DLH and Touro University, along with military, academic, and industry collaborators, have created a training platform which provides a means to exercise cognitive behavioral skills to build resilience and readiness while advancing technical expertise. When trainees don FDVR’s full kit to interact with the platform, they resemble VR users in the science fiction movie, “Ready Player One,” with a VR headset, haptic gloves, and a haptic body suit as they move around on an omnidirectional treadmill. This setup creates an immersive experience that fully engages a user’s sight, sound and touch. If configured with the body suit, the body suit allows users to experience physical feedback based on the visual simulation and body motion capture with biomechanical monitoring regardless of the visual field.
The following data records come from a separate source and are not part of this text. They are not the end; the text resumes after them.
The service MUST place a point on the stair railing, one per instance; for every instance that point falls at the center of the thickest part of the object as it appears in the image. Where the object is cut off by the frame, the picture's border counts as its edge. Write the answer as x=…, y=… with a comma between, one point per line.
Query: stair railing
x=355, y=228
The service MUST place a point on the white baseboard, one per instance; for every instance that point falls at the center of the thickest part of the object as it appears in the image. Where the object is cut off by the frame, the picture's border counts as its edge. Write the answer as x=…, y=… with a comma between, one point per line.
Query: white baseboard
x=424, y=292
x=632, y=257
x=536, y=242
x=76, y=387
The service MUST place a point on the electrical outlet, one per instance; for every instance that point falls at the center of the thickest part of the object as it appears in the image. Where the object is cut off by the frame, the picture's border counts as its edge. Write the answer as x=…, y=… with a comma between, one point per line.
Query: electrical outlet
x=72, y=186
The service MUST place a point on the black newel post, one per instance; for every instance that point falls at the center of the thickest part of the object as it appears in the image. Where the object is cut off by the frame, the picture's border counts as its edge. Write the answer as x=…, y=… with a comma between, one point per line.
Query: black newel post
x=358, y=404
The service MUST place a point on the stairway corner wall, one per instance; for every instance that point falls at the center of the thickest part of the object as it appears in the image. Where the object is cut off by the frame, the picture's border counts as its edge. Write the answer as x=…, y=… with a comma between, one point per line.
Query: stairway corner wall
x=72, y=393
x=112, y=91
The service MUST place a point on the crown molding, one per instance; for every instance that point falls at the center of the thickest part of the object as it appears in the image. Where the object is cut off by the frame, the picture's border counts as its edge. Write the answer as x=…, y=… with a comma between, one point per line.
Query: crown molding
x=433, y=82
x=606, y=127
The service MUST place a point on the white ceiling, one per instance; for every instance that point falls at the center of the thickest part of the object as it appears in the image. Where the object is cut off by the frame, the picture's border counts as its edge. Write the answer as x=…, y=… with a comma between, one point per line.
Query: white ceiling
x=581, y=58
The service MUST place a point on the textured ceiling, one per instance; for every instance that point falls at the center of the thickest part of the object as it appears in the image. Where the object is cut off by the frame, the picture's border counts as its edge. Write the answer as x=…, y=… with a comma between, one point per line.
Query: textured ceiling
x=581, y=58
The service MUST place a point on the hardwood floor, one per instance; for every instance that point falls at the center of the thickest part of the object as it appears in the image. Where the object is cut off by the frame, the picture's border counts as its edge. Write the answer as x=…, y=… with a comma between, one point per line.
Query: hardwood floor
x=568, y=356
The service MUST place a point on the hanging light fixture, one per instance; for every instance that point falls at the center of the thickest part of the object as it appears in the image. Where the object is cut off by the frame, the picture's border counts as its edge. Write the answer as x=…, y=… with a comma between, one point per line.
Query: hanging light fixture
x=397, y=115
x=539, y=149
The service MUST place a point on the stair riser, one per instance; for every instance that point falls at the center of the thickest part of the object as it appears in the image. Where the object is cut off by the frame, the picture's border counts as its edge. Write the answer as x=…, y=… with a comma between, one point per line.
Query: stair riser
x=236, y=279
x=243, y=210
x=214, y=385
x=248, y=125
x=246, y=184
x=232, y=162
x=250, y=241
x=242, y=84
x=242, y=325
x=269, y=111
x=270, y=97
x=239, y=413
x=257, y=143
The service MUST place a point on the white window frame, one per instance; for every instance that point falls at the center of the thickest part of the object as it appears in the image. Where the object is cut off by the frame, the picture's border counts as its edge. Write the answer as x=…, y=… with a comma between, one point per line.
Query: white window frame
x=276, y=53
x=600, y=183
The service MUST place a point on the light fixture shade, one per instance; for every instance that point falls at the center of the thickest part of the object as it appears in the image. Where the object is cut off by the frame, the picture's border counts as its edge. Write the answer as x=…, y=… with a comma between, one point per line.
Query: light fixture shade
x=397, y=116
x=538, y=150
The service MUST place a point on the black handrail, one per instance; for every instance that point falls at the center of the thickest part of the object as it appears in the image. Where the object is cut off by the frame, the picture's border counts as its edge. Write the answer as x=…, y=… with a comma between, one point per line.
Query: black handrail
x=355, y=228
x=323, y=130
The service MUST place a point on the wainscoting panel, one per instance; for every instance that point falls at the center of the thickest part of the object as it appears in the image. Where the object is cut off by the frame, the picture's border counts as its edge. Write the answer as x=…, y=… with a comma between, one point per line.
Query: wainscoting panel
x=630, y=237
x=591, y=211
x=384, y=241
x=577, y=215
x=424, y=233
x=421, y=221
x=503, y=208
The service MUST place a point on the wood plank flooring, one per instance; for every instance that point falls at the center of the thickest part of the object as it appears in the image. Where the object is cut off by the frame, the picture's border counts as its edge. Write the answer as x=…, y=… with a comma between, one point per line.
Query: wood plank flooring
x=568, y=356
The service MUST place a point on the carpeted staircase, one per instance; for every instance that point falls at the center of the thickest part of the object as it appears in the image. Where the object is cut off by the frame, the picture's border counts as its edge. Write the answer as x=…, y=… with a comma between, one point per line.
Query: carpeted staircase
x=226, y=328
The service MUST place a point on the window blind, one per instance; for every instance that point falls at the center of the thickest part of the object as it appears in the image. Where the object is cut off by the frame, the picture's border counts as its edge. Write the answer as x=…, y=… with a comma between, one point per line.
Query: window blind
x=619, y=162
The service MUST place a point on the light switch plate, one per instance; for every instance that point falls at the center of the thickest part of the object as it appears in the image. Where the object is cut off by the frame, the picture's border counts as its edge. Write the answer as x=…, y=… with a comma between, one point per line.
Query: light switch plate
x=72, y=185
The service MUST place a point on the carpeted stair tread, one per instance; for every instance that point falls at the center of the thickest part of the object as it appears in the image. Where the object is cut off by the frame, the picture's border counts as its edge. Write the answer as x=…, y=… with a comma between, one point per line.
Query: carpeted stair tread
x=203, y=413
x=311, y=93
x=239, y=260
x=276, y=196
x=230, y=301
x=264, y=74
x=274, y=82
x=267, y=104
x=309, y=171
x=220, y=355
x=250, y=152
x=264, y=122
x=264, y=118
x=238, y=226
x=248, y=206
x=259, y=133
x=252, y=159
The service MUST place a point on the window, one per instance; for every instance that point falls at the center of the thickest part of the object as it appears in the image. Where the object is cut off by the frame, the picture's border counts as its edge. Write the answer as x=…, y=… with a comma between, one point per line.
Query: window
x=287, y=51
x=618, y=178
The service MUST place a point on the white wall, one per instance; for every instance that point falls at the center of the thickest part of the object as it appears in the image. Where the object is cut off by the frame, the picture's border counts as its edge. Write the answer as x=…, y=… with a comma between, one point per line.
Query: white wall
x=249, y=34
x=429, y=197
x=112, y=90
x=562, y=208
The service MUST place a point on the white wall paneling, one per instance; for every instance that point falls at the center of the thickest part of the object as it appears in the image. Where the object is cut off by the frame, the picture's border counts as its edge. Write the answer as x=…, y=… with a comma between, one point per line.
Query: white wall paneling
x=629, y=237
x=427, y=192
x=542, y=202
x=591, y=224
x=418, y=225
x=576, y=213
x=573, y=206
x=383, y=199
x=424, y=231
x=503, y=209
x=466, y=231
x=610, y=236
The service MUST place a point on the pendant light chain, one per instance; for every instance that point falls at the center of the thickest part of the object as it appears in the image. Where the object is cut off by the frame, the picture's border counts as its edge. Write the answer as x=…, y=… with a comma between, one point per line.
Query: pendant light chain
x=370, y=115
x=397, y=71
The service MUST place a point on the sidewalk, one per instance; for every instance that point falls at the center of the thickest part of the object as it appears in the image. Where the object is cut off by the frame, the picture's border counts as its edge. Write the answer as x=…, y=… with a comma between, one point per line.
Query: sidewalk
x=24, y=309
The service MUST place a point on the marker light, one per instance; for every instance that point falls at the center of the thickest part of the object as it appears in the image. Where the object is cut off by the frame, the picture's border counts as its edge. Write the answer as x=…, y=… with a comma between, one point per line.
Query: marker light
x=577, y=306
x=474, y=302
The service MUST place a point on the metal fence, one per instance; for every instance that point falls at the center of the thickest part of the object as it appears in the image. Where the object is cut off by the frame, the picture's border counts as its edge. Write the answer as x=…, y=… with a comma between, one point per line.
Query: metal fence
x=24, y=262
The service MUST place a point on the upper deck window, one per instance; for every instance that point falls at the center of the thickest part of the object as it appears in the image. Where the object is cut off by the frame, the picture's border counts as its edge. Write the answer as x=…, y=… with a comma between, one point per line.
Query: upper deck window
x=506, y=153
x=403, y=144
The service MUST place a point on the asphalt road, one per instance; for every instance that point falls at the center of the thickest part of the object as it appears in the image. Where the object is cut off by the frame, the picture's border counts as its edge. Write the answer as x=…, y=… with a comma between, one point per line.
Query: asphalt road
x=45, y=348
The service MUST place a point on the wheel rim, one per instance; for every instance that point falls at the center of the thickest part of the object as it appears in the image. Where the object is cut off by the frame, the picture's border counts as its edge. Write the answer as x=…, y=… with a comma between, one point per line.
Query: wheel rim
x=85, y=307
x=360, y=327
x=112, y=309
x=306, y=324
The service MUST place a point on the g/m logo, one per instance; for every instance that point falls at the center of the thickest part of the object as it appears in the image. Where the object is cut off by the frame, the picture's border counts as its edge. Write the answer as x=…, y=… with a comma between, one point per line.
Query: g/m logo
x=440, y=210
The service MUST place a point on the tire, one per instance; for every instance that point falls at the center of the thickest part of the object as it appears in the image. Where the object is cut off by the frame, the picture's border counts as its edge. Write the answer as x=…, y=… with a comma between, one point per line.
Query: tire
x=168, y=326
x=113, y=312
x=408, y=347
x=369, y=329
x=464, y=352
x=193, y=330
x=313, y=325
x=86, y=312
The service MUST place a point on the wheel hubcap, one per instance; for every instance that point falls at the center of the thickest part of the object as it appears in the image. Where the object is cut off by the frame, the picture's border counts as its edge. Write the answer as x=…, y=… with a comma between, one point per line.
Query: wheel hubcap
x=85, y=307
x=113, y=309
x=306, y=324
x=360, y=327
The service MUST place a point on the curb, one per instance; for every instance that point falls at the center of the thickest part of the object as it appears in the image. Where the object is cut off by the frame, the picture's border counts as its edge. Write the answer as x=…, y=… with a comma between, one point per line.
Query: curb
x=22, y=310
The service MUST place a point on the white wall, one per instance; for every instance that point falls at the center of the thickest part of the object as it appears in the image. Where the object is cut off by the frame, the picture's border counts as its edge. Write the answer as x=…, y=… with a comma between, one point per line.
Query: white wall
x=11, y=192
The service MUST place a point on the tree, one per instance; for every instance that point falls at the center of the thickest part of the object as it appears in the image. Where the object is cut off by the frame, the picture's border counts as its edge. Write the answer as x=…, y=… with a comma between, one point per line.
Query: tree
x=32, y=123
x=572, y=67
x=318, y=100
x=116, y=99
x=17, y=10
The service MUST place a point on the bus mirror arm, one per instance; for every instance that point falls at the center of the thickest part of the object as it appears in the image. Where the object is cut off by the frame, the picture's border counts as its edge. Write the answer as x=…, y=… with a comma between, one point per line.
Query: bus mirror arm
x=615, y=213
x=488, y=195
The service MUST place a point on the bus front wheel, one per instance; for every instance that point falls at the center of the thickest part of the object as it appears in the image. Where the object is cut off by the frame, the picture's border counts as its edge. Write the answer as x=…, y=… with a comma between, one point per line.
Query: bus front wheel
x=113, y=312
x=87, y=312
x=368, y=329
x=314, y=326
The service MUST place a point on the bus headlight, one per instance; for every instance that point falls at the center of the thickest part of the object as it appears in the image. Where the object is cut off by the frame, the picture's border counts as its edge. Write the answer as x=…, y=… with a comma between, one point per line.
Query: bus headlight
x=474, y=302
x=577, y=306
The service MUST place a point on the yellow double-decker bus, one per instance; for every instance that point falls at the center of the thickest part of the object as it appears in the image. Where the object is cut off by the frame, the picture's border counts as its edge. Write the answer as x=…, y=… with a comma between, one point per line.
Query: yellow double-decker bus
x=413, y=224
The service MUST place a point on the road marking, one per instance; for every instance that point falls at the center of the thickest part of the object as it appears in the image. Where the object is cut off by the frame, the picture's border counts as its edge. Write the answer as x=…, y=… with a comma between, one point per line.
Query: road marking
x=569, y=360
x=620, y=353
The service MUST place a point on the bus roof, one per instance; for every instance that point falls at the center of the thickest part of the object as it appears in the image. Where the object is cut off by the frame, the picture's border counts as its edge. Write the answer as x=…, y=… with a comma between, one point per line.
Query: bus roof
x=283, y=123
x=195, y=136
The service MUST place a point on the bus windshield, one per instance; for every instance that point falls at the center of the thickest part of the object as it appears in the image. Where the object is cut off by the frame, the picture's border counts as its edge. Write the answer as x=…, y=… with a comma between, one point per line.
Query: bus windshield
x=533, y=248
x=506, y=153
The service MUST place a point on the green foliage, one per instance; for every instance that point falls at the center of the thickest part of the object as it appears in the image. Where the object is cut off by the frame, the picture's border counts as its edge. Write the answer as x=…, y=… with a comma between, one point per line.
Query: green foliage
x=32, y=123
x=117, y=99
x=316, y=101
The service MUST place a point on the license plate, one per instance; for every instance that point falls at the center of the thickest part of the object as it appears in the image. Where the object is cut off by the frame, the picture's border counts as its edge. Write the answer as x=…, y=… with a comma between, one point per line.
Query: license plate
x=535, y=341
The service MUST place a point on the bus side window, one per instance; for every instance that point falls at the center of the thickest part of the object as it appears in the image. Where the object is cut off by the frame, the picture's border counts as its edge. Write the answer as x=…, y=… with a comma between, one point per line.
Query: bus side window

Trainees will also wear a small LifeLens biometric sensor to collect real-time physiological data, while the VR headset tracks eye movements to assess cognitive load. The platform measures and records data points to provide feedback on a trainee’s performance throughout a given scenario, and their status (stress level, fatigue, engagement, etc.) while performing tasks in the VR training simulation. The data is assessed and compiled into an after-action report that describes how well that user operated under stress and potential areas they need to improve. The information collected can also loop back into the platform itself to refine training content going forward in scenario generation or future metrics recording.

“The FDVR platform encompasses a lot of different areas that DLH has in terms of capabilities,” said Zachary Parker, DLH’s president, CEO and board director. “That ranges from modeling, simulation and training to data analytics, to artificial intelligence and machine learning, to research work. It’s a compilation of multiple disciplines concentrated into one platform.”

Currently, DLH and Touro University are focusing the use of FDVR on warfighters in military medical operations and civilians in state and local emergency management as its first demographics. Through the collaboration, special effort is being devoted toward developing this platform for “role 1” through “role 4” applications in the medical continuum of care, which involve increasing levels of medical care.

“The live collection of real-time data has always been an issue for similar training tools, as well as the ability to develop content quickly based on the assessments,” Parker said. “FDVR’s capabilities represent a significant improvement in the market in how we’ve managed to resolve training challenges, particularly in real-time data gathering and providing users with information to make better decisions.”

Frank Karluk, DLH’s medical simulation account executive, will chair the “Extending Realities in Education” paper discussion at this year’s I/ITSEC. The event will take place Dec. 4 at 1:30 p.m. in Room 320D.